The 4th Nordic Light International Festival of Photography in Kristiansund, Norway, from April 29th to May 3rd 2009. The photographer and artistic leader of NLE, Morten Krogvold, has often stated that good photography consists of an encounter between the photographer and the subject. NLE creates space for those interested in photography to experience inspiring encounters between photographers, authors, collectors and artists, in the charming city on the North West coast of Norway. In this newsletter the focus is on three of the highlighted photographers presented at NLE; Joyce Tenneson, William Ropp and Joel Peter Witkin.
Joyce Tenneson is of Swedish heritage. She has been as described “one of America’s most interesting portrayers of the human character.” Her work is a combination of portraiture and mythology, as she is interested in discovering the archetypes of our being.
Tenneson’s work has been shown in over 150 exhibitions worldwide, and in numerous private and museum collections. Her photographs have appeared on countless covers for magazines such as: Time, Life, Entertainment Weekly, Newsweek, Premiere, Esquire and The New York Times Magazine. She is also the author of thirteen books. A poll conducted by American Photo Magazine voted her among the ten most influential women photographers in the history of photography. Her signature-style images attempt to show the inner person who hovers behind the facade. Tenneson says: “I want to allow others to reveal and celebrate aspects of themselves that are usually hidden. My camera is a witness. It holds a light up for my subjects to help them feel their own essence, and gives them the courage to collaborate in the recording of these revelations.”
In addition to being among the most influential women photographers in history of photography, Tenneson is a generous source of inspiration for everyone who is willing to listen, she offers unique workshops and loves to share of her wisdom. Tenneson is truly a Wise Woman.
The French Photographer, William Ropp (1960) is known to be the Sculptor of Shadows. ”My pictures were strongly influenced by me working at the theatre, and I struggled to liberate myself from theatrical expression. This continued until I stopped using actors as models, replacing them with ordinary people I met.” Ropp often works in a studio, using a powerful torch as illumination, forcing him to expose for as long as ten minutes.
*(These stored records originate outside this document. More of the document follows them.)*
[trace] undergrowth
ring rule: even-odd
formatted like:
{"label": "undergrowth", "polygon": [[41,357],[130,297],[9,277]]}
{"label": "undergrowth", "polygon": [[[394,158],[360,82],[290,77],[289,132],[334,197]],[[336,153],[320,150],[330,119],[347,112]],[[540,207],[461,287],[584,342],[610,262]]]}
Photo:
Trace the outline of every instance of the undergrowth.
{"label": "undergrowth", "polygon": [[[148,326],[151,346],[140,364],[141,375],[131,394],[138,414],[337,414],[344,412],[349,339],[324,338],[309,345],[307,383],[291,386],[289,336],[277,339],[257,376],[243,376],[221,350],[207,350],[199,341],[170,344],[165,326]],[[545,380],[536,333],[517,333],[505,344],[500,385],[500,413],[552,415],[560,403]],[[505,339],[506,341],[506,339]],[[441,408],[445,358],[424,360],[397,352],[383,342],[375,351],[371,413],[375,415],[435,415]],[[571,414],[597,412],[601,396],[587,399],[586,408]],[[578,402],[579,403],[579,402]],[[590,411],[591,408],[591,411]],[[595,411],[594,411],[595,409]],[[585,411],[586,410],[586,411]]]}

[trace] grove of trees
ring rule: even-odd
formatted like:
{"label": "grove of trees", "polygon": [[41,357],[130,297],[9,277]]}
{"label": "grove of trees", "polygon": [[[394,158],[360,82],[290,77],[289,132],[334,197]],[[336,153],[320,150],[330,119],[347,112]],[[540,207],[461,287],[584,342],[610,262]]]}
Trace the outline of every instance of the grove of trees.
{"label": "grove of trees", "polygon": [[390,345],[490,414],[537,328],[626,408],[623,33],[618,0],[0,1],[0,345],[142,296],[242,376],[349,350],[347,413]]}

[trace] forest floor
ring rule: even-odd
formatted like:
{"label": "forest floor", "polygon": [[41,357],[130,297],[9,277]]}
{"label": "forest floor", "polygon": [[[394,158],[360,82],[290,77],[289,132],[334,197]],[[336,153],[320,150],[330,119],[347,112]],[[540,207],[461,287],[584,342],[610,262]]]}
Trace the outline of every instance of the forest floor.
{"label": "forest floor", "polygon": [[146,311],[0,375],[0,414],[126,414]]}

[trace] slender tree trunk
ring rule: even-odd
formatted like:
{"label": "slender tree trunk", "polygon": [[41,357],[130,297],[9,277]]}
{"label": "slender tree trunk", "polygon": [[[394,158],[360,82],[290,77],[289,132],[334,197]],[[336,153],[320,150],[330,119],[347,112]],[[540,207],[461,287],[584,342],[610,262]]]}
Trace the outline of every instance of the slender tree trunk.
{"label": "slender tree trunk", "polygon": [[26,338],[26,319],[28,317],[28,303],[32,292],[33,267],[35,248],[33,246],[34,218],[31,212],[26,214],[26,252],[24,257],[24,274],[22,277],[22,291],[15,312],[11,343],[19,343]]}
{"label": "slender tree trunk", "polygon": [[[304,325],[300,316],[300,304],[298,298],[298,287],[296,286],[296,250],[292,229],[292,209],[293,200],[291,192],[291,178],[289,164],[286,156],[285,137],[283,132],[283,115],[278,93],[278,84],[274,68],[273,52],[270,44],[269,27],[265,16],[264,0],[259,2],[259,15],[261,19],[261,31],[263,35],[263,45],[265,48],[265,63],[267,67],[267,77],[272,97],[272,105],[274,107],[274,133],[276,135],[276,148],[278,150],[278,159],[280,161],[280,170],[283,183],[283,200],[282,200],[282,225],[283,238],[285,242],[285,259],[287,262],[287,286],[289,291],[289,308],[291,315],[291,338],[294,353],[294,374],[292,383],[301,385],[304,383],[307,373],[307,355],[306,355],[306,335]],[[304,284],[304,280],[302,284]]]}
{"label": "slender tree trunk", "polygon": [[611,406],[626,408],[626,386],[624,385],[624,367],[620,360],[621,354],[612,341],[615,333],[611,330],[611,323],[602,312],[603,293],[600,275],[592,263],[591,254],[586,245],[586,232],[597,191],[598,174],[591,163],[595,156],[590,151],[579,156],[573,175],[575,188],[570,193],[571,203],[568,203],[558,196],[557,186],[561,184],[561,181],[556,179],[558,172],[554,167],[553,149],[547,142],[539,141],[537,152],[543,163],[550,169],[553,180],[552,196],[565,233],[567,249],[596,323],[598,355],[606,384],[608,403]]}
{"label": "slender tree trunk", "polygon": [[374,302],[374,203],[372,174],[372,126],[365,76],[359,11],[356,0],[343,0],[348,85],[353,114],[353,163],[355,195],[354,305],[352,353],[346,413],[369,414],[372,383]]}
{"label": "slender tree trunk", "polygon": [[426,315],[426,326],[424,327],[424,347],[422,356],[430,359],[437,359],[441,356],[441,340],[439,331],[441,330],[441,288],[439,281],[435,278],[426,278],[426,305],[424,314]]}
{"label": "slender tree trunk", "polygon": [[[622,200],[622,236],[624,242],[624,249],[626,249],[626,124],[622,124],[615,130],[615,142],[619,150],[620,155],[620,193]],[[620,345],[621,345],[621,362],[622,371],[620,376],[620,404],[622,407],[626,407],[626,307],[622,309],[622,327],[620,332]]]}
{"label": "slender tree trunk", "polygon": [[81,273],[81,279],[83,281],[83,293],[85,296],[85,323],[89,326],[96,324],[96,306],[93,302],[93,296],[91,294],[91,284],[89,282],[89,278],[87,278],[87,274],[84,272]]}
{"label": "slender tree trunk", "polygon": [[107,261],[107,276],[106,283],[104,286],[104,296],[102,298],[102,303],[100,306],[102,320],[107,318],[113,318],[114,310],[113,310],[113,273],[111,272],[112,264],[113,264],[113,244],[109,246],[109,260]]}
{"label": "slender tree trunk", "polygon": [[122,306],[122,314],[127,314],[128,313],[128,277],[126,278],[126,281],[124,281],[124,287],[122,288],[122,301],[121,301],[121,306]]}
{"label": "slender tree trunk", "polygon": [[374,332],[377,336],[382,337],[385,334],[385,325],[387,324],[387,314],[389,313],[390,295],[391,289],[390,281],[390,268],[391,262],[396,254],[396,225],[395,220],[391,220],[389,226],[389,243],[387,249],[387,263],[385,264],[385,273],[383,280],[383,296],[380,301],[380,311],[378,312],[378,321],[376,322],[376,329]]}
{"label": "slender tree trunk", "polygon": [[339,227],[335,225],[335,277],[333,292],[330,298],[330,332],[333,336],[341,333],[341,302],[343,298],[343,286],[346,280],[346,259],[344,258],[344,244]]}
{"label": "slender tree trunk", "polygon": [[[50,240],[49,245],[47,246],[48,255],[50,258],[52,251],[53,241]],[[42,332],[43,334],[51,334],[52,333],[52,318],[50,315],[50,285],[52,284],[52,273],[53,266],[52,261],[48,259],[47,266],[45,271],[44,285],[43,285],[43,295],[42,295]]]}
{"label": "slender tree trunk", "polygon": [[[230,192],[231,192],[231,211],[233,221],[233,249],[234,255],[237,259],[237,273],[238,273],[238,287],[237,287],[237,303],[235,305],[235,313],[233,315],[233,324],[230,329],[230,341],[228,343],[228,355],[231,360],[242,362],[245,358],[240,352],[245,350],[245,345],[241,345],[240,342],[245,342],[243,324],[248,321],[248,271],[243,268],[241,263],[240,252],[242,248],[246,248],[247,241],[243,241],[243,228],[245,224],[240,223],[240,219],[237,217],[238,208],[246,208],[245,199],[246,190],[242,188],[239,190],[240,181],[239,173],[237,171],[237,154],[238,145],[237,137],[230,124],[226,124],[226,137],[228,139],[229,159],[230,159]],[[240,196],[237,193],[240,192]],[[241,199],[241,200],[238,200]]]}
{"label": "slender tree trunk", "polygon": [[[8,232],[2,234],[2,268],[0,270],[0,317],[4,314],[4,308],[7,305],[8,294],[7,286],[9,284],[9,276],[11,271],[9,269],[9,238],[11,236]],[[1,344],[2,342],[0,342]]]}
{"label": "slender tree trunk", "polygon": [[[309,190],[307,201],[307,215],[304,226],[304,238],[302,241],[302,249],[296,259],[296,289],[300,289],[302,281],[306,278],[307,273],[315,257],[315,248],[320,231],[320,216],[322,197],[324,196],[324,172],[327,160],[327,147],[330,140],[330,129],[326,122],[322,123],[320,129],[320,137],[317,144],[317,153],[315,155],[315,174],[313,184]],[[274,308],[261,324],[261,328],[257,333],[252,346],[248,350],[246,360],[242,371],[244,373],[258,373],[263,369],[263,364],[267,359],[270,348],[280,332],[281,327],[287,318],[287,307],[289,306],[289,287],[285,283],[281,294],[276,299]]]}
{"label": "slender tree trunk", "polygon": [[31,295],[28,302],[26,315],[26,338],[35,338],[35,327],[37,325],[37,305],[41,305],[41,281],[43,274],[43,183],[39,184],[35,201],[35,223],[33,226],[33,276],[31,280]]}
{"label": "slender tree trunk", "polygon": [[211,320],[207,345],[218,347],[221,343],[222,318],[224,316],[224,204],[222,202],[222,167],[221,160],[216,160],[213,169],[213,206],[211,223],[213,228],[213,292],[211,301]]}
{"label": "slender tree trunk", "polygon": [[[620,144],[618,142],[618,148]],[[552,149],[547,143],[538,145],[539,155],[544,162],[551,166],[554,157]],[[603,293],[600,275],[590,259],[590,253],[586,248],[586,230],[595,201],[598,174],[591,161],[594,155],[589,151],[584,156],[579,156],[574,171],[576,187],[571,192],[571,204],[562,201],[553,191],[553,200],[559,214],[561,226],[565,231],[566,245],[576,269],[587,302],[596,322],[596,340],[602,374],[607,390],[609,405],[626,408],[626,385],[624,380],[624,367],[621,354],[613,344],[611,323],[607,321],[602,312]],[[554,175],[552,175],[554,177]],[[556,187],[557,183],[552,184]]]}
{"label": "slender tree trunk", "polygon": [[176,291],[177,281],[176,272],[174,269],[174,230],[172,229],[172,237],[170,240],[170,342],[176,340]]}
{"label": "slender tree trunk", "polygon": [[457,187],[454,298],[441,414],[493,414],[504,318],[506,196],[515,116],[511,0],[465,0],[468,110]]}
In the darkness of Ropp’s studio, the models have little to focus on, and their stare is redirected towards the viewer. Seemingly coming from a different time, these human beings unify ancient mysteries and timeless questions in their appearances. William Ropps images takes us to different levels of reality and invites the viewer to occupy with the anthropological question of being and non-being. In his portraits of children the childs facial expression does not fit in the presentation of the ever-cheerfull child. The viewers childhood emotions and memories might be awakened.
In addition to exhibiting his work and lecturing at NLE, Mr Ropp launched his latest book, “20 Years of Photography” - a beautiful book published by Voenoot Edition/Edition de L´oeil/Minotorus.
The charismatic and provoking American photographer and poet Joel Peter Witkin held an interesting lecture. Witkin is born in USA in 1939, and lives in Albuquerque, New Mexico. Wearing a T-shirt stating “ARREST BUSH” he introduced us to his world of photography. ”I took the time to find out who my heroes were, singular people who knew that they had a particular gift, and devoted their life to it. ” (Steichen, Weegee, Evans, Siskind, Certez and Diane Arbus were mentioned). His work is inspired by classical art, and there are several references to well known masterpieces in his images. The audience was presented to Witkins working methods by viewing a documentary film at the festival. Witkin sometimes uses body parts when creating his sculptural tableaux. In his lecture, Witkin stated that he does not want to be remembered as the photographer of dead people, because the majority of his work is not about that. His latest work, as exhibited at Paris Photo and the AIPAD show confirmes this.
Some other quotes from Witkins lecture;
“I use my eyes, mind and heart to create a new visual truth that has not been seen before.”
“The purpose of my work is to make visual evolution, and to be the maker of powerful images.”
“Photography takes time out of life.”
“I am pretty much a vegetarian.”
During the Q and A with Morten Krogvold, Witkin was asked whether we can expect some colour prints in the future. Witkins response was; “Only if I bleed.”
We are grateful for the contribution and the effort the Nordic Light team and all the local volunteers make to set the limelight on photography in Norway. The overall impression is that Nordic Light is an excellent place to be for everyone interested in exploring the wonderful world of photography and shared territories.